Los cómicos, crónicas bibliómanas
- Simón Rojas
- 30 oct 2015
- 2 Min. de lectura

El local de Balderas es estrecho, los libros son humildemente muchos y en repetidas ocasiones se caen debido a la torpeza de un servidor. Pero hay personajes a quienes les basta sólo un minuto para tirar cuanto libro se les cruza, y en su afán de componerla tiran no sólo libros sino también mochilas y papeles y naranjas y al final el asunto se parece a una escena de Laurel y Hardy.
También están los cómicos no tan cómicos, que preguntan por libros con títulos tan extravagantes como Caldo de pollo para el alma o Manual de la perfecta cabrona, con cuyas palabras muchas veces, gracias a la shock, se logran recetas explosivas como Caldo de cabrona para la perfecta alma de pollo manual o Perfecta alma de pollo para caldo manual de cabrona o, en síntesis, Pollo de cabrona.
Otros cómicos ciertamente más sofisticados, pero ciegos, preguntan por objetos que uno pensaría ya en franca retirada de este mundo: agendas, lápices, cuadernos, atriles y la Constitución Política de los Estados Unidos Mexicanos (aún vigente, según los cómicos). Emparentado a estos últimos, está también el cómico político, quien por ejemplo declara: este país está jodido, este país no sirve, este país.
Otro cómico, para qué negarlo, es el vendedor mismo. Especialmente cuando anda de hocicón desesperado por vender un libro y de tal modo afirma haber leído lo que sólo conoce de bocas por lo demás de dudosísima reputación. Cosas de la chamba, gajes del oficio, se dirá a sí mismo para dormir tranquilo, aunque siempre permanece latente la posibilidad del regreso enfurecido de clientas y clientes preguntando cuándo, dónde, cómo el vendedor vio que tal novela era obligatoria, fundamental, inolvidable.
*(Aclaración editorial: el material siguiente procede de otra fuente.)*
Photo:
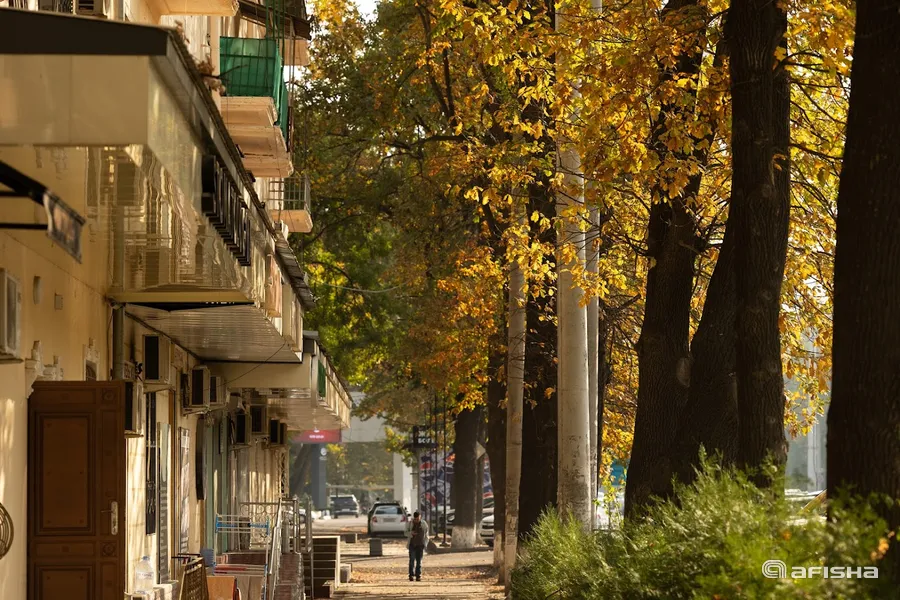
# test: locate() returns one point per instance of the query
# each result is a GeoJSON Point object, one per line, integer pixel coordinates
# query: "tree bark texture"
{"type": "Point", "coordinates": [604, 375]}
{"type": "Point", "coordinates": [593, 336]}
{"type": "Point", "coordinates": [864, 417]}
{"type": "Point", "coordinates": [515, 372]}
{"type": "Point", "coordinates": [464, 474]}
{"type": "Point", "coordinates": [710, 417]}
{"type": "Point", "coordinates": [573, 491]}
{"type": "Point", "coordinates": [760, 210]}
{"type": "Point", "coordinates": [496, 449]}
{"type": "Point", "coordinates": [663, 352]}
{"type": "Point", "coordinates": [537, 492]}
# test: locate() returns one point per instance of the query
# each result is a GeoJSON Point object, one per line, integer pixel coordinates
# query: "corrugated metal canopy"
{"type": "Point", "coordinates": [221, 333]}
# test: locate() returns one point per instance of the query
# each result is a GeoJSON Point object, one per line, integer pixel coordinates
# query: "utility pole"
{"type": "Point", "coordinates": [444, 458]}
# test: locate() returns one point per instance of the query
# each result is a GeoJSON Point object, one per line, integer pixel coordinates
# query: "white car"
{"type": "Point", "coordinates": [487, 530]}
{"type": "Point", "coordinates": [389, 519]}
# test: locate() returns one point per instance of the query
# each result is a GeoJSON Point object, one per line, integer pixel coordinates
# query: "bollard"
{"type": "Point", "coordinates": [375, 547]}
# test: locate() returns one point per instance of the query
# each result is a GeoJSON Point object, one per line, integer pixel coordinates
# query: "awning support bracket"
{"type": "Point", "coordinates": [63, 225]}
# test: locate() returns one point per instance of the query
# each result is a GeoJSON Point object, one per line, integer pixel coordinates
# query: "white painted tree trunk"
{"type": "Point", "coordinates": [514, 405]}
{"type": "Point", "coordinates": [593, 326]}
{"type": "Point", "coordinates": [462, 537]}
{"type": "Point", "coordinates": [498, 557]}
{"type": "Point", "coordinates": [573, 489]}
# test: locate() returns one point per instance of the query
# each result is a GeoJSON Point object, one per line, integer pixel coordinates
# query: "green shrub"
{"type": "Point", "coordinates": [711, 543]}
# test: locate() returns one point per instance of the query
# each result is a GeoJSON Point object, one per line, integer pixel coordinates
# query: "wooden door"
{"type": "Point", "coordinates": [76, 490]}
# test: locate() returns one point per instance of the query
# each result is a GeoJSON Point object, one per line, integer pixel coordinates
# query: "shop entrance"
{"type": "Point", "coordinates": [76, 490]}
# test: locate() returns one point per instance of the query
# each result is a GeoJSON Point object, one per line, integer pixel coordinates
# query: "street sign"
{"type": "Point", "coordinates": [324, 436]}
{"type": "Point", "coordinates": [63, 225]}
{"type": "Point", "coordinates": [421, 438]}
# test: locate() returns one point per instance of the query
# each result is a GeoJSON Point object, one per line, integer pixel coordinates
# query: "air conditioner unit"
{"type": "Point", "coordinates": [273, 287]}
{"type": "Point", "coordinates": [277, 433]}
{"type": "Point", "coordinates": [157, 267]}
{"type": "Point", "coordinates": [158, 373]}
{"type": "Point", "coordinates": [297, 346]}
{"type": "Point", "coordinates": [62, 6]}
{"type": "Point", "coordinates": [10, 317]}
{"type": "Point", "coordinates": [134, 409]}
{"type": "Point", "coordinates": [184, 388]}
{"type": "Point", "coordinates": [287, 314]}
{"type": "Point", "coordinates": [241, 423]}
{"type": "Point", "coordinates": [94, 8]}
{"type": "Point", "coordinates": [259, 419]}
{"type": "Point", "coordinates": [218, 393]}
{"type": "Point", "coordinates": [197, 399]}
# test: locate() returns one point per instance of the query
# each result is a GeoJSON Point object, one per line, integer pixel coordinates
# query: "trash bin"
{"type": "Point", "coordinates": [375, 547]}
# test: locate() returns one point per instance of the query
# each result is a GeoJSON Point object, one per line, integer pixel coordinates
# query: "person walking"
{"type": "Point", "coordinates": [417, 537]}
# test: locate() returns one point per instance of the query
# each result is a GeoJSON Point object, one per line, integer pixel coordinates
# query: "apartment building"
{"type": "Point", "coordinates": [152, 355]}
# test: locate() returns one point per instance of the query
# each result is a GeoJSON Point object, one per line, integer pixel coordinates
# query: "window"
{"type": "Point", "coordinates": [150, 461]}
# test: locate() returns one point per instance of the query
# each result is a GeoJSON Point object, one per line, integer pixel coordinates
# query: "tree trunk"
{"type": "Point", "coordinates": [864, 416]}
{"type": "Point", "coordinates": [760, 209]}
{"type": "Point", "coordinates": [464, 477]}
{"type": "Point", "coordinates": [593, 325]}
{"type": "Point", "coordinates": [537, 492]}
{"type": "Point", "coordinates": [604, 374]}
{"type": "Point", "coordinates": [710, 417]}
{"type": "Point", "coordinates": [496, 449]}
{"type": "Point", "coordinates": [663, 353]}
{"type": "Point", "coordinates": [515, 372]}
{"type": "Point", "coordinates": [573, 486]}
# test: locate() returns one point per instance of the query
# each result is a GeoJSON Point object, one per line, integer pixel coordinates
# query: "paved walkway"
{"type": "Point", "coordinates": [452, 576]}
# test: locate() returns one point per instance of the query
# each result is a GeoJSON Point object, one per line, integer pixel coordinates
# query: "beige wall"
{"type": "Point", "coordinates": [64, 333]}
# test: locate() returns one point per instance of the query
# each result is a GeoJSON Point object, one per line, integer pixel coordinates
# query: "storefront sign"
{"type": "Point", "coordinates": [63, 225]}
{"type": "Point", "coordinates": [222, 202]}
{"type": "Point", "coordinates": [184, 436]}
{"type": "Point", "coordinates": [324, 436]}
Pero eso los peores (o mejores) cómicos son los llamados archipámpanos, una palabra por sí misma muy cómica que, según la RAE, significa: “Persona que ejerce gran dignidad o autoridad imaginaria.” Definición que traducida al ámbito libresco dice así: persona que ha leído gran cantidad de libros imaginarios, como si en realidad fuera un habitante (imaginario) de un poema (imaginario) del (centenario) Nicanor Parra o un epígono (ordinario) de Borges.
Y, hablando de estos dos, quizás sobra decirlo: el cómico-archipámpano mayor es el poeta, un personaje que alguna vez en México se idealizó hasta el cansancio pero que ahora, así como van las cosas, sufre el descrédito producto de su cómica archipampanería, de su no tan cómica pero abundante politiquería, de su ominosa camaradería (con la oligarquía).